Parlez-vous Francais?


Not quite sure where to start, but these last few days have been a bit rough around the edges.  I now have an appreciation for how little French I really know, and that is humbling, and makes my day-to-day-interactions, well, ripe with opportunity. 

I am trying my best to continue to speak French with the shop-keepers and, for the most part, they are very helpful in this regard.  The women in the boulangerie have taught me the words for sliced bread, change from my purchase and some of the different types of bread.  The farmers in the outdoor market have helped me to learn the words for a bunch of fresh herbs and free-range eggs.  The people in the super-markets have taught me about my grocery cards and other more official shopping categories. 

And my landlady, my poor landlady, has helped me to learn some amenities and plumbing words right off the bat.  I have never ached so much for an iron, nor was so happy to see one, as this afternoon.  And who knew that the word for drain was tuyau – that doesn’t even sound like a word to me!

And the conjugations, oh the conjugations, of all my verbs in all of their various tenses.  Let’s just say that it was enough impetus to get me to sign up for a two-week language course.  It is even better than the Alliance Francaise in Toronto in that the students come from so many different parts of the world that it is actually easier to try to communicate in French during the break than in other languages. 

It turns out that some people have the easy facility of plowing through sentences and others, like me, get caught up in the grammar of the situation and are very halting and plodding.  Put into a grammatical exercise I can work my way through in my own time.  But the speed and facilty of my thoughts are so much faster than the speed and agility of my language ability that I stop and start and stutter.  No wonder my landlady continues to want to switch to English. 

I don’t think I have always been this way, but I am more hesitant here in Aix than I have been in other foreign language environments.  Maybe I have heard too much about how proper the French like their speech, or maybe I am just a bit overwhelmed by the desire to help my family settle in comfortably.
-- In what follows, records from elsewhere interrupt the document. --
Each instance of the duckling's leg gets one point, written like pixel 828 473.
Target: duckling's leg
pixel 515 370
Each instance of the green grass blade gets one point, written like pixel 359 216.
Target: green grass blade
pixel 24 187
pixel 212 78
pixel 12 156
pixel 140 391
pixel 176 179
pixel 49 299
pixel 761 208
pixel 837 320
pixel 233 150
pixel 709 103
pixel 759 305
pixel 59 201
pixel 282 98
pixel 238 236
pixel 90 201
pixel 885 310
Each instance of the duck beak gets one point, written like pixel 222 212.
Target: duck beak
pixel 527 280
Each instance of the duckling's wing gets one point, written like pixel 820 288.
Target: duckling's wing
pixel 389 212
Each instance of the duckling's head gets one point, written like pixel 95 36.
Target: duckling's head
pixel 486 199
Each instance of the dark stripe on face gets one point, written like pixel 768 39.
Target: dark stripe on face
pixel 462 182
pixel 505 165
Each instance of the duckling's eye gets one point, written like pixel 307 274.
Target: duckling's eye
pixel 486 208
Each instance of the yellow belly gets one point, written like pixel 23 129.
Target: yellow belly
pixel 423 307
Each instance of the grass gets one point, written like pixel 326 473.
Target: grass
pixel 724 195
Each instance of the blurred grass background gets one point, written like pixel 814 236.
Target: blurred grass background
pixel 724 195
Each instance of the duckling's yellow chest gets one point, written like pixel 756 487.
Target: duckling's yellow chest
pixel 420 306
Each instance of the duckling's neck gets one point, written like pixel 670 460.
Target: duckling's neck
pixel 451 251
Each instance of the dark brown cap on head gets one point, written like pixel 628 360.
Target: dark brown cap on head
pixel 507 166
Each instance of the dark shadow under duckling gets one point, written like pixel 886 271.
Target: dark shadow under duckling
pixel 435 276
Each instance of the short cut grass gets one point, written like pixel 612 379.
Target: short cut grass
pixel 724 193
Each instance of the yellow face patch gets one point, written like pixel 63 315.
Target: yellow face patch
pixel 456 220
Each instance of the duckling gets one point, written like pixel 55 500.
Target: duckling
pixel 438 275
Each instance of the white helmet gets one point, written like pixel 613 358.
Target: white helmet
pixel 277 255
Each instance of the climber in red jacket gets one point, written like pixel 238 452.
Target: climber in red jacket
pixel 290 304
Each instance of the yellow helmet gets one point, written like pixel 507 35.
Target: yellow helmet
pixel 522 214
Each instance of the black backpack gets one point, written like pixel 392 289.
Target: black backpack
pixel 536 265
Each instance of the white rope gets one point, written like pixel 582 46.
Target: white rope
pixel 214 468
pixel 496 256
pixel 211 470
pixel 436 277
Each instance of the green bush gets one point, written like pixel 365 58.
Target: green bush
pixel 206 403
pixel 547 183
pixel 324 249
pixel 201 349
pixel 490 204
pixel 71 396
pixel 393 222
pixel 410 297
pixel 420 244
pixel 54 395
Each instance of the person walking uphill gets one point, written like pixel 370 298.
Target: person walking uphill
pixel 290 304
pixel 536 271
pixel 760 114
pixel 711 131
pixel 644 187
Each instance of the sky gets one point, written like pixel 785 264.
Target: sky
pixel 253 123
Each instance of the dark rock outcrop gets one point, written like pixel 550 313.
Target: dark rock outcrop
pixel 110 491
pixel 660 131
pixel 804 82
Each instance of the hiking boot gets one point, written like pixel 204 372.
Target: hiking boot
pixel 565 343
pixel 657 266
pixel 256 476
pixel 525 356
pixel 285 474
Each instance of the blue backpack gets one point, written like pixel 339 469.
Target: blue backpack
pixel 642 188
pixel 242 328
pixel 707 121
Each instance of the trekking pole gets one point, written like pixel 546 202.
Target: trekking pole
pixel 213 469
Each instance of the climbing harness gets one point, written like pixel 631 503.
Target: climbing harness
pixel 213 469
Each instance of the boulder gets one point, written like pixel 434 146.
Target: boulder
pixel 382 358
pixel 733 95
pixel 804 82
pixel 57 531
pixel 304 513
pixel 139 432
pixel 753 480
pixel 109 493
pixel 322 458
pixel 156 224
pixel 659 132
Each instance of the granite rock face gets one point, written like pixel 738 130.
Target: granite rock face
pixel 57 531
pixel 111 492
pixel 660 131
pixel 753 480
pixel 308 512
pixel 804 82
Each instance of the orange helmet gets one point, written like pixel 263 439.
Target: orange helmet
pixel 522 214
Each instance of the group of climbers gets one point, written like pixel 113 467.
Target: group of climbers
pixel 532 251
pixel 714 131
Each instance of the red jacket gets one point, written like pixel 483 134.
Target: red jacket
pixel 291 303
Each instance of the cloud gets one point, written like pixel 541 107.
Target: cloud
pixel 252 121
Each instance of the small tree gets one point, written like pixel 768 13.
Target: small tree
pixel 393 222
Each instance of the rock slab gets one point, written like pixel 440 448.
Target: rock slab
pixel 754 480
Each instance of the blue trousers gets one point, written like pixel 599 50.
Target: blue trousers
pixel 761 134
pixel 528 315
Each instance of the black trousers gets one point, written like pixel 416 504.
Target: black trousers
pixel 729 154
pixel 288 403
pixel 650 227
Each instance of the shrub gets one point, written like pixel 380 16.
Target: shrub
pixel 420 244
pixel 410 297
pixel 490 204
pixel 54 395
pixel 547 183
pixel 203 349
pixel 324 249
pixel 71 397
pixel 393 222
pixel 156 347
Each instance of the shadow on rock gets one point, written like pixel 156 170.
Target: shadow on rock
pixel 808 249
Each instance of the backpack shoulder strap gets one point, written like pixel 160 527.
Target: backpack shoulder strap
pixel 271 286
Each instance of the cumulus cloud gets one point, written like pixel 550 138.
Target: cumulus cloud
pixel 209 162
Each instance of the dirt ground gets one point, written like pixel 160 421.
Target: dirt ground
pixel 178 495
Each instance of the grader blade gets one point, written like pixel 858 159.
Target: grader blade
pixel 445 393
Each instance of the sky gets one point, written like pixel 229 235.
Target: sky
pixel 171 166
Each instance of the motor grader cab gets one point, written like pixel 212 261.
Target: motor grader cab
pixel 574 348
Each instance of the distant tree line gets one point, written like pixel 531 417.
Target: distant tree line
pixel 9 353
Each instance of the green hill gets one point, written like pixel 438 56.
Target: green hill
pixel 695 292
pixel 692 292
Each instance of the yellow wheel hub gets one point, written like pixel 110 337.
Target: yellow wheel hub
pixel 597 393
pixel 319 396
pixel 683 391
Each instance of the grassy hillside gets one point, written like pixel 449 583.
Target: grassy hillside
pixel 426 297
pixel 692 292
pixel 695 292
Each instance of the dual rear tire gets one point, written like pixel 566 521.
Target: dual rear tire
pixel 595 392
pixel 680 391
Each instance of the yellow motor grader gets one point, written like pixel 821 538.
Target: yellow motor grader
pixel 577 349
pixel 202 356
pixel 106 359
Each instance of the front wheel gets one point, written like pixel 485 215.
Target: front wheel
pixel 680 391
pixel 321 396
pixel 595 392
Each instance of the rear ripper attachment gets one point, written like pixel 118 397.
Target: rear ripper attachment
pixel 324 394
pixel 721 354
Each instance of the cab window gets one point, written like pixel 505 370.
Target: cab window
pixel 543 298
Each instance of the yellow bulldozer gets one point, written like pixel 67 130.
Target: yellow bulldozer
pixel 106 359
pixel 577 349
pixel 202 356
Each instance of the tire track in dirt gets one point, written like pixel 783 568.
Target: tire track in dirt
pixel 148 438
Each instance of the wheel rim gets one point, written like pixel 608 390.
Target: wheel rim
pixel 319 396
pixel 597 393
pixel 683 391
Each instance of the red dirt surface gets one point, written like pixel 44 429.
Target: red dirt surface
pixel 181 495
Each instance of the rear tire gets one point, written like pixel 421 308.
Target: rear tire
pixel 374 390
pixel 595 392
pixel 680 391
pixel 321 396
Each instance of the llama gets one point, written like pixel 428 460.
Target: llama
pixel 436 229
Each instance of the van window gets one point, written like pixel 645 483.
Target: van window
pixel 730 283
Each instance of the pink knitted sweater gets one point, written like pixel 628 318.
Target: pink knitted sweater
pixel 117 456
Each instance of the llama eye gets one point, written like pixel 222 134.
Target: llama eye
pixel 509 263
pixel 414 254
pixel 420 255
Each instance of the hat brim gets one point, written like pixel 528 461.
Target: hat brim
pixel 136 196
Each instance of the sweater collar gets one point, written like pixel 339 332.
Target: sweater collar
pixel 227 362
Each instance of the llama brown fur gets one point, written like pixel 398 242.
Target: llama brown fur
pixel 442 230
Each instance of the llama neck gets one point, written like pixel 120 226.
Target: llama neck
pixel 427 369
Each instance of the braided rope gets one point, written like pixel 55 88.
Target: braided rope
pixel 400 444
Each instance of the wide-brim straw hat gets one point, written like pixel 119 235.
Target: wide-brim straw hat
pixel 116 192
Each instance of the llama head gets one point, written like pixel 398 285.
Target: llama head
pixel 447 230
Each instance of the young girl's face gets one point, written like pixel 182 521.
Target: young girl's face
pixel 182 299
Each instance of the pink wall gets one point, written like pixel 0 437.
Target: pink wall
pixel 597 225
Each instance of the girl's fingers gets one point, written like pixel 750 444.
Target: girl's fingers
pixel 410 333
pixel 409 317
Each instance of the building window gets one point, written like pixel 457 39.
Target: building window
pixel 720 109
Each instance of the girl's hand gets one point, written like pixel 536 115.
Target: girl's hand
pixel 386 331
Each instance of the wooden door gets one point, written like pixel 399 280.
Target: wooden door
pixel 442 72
Or maybe it is just me being older.  But I am hoping that I can push through this little block I am feeling and dive back into embracing all the moments of my day, instead of pondering the mistakes that come on an almost minute-ly basis.  The inner critic is the harshest one. 

But, and this is a big but, I am making progress, even in this short time.  I find that words with which I can make a connection all of a sudden start to pop up in other places, simply because I now notice them.  In Vauvenargues last week I looked up the word “carrefour,” which means crossroads and both it, and the word “chemin” appeared in the article that I hope to present to my French class next week.  And I have to admit that for the girl who could not understand almost a single dialogue in many of her previous French classes, I am getting much more of the casual conversation than I would have anticipated.  Accent, still terrible, worry, still present, but desire and sheer stubbornness still reigns strong. 

1 comment:

  1. Hang in there! It has been such a short time to put such pressure on yourself to grasp so much. The French will love you or leave you so just embrace those that love you.